Historiquement, la société romaine assura toujours sa stabilité grâce à son système de
citoyenneté très restrictif. Grâce également aux rites et traditions communs à tous qui
créeraient des liens fondamentaux entre chaque Romain et son prochain ; par rites et
traditions, on pense aussi bien aux cérémonies religieuses qu’au service militaire
« obligatoire », la langue ou encore les célèbre légendes romaines se transmettant de
générations en générations. Grâce finalement, aux lois romaines assurant la stabilité de la
société, notamment aux lois créées après la crise du 5ème siècle av.JC quand la plèbe se retira
sur le Palatin. Néanmoins, les fins connaisseurs de l’antiquité argueront que si toutes les
caractéristiques ci-dessus s’appliquent à l’Urbs il en va de même pour d’autres célèbres cités
antiques, notamment Athènes qui possédait également nombre de rites, coutumes et lois
unissant les citoyens et l’Etat et les gouvernants aux gouvernés. Cela n’empêcha pas sa
puissance de s’estomper beaucoup plus rapidement que celle de Rome. Le connaisseur n’aura
donc cesse de demander… pourquoi ?
En fait la plus grande différence est certainement le fait que Rome regardait les autres cultures
d’un œil beaucoup plus ouvert. Pour les Athéniens tout ce qui n’était pas grec était barbare
(onomatopée inventée par ces derniers pour désigner les langues étrangères) au mieux
inférieur, et les cités prises par la métropole étaient considérées comme lui appartenant
jusqu’à la dernière pierre de leur muraille. Alors que les Romains ne considéraient pas, du
moins officiellement, les territoires conquis comme vassaux, la Cité essayait plutôt « de les
transformer d’ennemis potentiels en amis et en alliés1 ». Rome s’adaptait aux coutumes
locales, ou plutôt se transformait au fil de ses conquêtes. Et si la conquête de l’Italie n’affecta
pas d’une façon majeure la cité, celle de la Grèce puis de l’Asie et de territoires toujours plus
éloignés modifièrent la société romaine en de nombreux points. Bien sûr il y eut de la
résistance de la part des plus vieilles familles aristocratiques romaines représentées au Sénat
qui, par exemple, chassèrent les philosophes grecs de la cité au 3ème siècle av. JC. Mais la
tendance générale fut incontestablement à l’ouverture. Grâce à cette politique intelligente, la
République puis l’Empire allaient assurer leurs fonctionnements pendant presque 1000 ans2.

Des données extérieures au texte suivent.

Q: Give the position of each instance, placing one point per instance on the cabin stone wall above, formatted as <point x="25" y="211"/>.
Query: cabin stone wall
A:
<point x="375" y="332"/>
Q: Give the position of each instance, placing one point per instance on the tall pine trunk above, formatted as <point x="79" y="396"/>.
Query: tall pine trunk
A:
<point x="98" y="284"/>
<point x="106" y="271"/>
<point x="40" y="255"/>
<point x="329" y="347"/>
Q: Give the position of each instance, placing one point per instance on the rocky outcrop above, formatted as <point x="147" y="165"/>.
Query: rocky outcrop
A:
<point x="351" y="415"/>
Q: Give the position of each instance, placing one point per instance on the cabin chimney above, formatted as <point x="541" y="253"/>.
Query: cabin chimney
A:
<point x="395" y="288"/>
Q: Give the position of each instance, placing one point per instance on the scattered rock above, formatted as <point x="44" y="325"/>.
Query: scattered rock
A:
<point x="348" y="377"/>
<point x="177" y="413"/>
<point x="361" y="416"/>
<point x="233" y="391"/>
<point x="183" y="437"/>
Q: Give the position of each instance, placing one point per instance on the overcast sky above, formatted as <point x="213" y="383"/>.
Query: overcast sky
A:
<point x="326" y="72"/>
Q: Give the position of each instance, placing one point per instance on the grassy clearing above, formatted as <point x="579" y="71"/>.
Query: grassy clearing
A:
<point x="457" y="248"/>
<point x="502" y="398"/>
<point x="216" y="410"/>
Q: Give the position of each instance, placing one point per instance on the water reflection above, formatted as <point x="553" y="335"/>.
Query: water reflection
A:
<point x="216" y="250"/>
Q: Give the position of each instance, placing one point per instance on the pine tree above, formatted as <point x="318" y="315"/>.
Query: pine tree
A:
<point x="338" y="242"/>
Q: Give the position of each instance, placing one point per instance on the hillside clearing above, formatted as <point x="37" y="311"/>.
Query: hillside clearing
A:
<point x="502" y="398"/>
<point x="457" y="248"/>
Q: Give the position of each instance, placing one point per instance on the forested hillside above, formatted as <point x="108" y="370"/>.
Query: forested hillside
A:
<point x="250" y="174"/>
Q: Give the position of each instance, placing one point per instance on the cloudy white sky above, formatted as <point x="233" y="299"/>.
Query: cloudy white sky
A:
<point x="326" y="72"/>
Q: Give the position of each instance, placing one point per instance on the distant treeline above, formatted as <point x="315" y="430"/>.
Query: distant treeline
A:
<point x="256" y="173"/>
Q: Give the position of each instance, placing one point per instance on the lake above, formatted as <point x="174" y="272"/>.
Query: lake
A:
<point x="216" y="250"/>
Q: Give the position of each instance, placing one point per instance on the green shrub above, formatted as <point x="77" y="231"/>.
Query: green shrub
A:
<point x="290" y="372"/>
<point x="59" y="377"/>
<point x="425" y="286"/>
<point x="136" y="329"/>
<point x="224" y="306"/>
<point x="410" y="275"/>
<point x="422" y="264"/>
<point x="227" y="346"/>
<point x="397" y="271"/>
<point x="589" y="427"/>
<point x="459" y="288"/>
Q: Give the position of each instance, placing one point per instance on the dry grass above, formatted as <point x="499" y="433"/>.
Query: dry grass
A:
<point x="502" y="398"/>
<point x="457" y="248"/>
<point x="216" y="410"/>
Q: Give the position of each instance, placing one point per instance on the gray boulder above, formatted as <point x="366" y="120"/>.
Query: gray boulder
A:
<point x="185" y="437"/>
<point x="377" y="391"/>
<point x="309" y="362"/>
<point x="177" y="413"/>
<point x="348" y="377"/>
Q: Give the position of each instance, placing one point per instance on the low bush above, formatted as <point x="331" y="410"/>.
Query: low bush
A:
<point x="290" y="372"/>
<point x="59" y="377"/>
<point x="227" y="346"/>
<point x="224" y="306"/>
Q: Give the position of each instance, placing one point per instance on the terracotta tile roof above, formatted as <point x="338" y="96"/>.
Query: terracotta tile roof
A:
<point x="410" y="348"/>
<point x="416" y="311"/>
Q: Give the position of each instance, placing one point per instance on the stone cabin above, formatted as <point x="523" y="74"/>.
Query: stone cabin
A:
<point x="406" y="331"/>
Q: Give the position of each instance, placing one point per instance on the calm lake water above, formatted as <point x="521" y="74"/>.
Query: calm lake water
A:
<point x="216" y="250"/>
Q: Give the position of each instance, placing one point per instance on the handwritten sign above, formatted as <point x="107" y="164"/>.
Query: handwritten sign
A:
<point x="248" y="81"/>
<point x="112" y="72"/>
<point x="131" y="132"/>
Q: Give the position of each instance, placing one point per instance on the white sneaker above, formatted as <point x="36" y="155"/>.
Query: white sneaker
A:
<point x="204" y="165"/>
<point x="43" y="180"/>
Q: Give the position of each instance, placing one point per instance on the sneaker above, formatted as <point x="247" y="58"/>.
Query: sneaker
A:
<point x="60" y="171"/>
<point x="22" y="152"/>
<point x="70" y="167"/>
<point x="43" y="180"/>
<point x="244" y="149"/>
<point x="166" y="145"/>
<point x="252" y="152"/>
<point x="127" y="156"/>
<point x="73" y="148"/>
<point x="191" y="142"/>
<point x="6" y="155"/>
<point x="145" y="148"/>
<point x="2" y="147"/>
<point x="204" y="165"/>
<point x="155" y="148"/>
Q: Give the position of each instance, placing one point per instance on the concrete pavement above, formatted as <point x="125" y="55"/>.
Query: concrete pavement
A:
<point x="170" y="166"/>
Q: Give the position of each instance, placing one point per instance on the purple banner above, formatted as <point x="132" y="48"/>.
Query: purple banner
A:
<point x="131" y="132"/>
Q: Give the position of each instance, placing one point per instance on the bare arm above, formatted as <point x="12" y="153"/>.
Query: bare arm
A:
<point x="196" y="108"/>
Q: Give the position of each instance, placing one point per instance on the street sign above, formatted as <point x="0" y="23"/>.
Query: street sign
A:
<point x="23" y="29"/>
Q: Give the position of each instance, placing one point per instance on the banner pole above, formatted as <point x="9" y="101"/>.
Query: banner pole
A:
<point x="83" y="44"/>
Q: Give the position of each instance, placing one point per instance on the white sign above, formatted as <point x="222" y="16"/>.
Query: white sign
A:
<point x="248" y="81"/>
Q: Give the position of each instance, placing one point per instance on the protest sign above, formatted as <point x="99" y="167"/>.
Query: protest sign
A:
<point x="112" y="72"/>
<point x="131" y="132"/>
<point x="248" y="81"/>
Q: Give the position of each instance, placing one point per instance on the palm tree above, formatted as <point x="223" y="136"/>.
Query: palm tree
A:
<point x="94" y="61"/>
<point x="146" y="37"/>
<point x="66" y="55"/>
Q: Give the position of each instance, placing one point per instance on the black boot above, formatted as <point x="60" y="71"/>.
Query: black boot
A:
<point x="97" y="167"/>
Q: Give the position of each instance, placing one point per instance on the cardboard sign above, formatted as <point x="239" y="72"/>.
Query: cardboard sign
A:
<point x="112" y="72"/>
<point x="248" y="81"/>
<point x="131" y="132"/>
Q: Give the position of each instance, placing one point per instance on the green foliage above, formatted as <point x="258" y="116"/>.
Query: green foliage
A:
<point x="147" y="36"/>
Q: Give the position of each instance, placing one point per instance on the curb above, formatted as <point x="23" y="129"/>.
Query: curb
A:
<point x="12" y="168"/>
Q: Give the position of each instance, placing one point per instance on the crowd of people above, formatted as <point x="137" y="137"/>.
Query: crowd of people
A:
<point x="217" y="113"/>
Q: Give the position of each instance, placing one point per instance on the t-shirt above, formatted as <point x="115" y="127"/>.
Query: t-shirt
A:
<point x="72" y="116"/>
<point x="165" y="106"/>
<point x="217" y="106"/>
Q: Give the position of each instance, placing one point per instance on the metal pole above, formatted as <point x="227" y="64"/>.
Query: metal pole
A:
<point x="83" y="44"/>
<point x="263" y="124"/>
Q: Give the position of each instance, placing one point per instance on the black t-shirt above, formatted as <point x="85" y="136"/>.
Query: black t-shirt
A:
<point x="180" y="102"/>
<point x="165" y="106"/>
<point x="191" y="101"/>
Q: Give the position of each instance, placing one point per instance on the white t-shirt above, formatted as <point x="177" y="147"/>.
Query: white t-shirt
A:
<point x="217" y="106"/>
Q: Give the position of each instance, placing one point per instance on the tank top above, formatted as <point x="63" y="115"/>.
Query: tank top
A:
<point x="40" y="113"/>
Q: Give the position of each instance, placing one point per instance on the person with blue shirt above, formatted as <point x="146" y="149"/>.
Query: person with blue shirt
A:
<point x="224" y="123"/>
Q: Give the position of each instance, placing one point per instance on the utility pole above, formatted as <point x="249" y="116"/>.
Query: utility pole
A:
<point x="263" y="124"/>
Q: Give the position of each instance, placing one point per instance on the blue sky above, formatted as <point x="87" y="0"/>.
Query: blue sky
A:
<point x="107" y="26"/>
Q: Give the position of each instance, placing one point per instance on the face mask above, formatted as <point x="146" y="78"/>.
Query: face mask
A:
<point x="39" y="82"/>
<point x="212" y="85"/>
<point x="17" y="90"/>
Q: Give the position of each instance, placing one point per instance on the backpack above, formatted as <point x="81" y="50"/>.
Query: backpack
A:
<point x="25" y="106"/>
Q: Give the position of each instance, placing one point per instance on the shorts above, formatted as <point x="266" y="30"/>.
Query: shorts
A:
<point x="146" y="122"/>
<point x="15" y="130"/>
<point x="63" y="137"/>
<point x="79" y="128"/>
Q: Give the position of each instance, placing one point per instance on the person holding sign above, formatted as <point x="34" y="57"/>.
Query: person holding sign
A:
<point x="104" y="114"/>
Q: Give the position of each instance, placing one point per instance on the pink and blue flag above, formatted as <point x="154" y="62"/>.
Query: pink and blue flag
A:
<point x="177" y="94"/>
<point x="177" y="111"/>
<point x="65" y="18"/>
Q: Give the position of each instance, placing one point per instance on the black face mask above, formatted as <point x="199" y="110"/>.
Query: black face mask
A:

Les conflits sociaux et les guerres civiles entre 133 et 27 av. JC, qui allaient transformer
l’antique République en un Empire, furent causés par plusieurs problèmes majeurs.
Premièrement, la disparition petit à petit de la classe « moyenne » romaine constituée de petits
propriétaires terriens. Ces derniers formaient la majeure partie de l’armée de milice,
constituaient la base des institutions de la cité et liaient entre eux les plus pauvres et les plus
riches des Romains. En effet, et il en va de même dans nos démocraties modernes, la stabilité
d’une société dépend en grande partie de la proportion qu’occupe la classe moyenne parmi
tous les citoyens. Plus la proportion est forte, plus la société sera stable
1 Pierre Grimal, la civilisation romaine, p.295.
2 Elizabeth Deniaux, Rome de la Cité-Etat à l’Empire, p.37.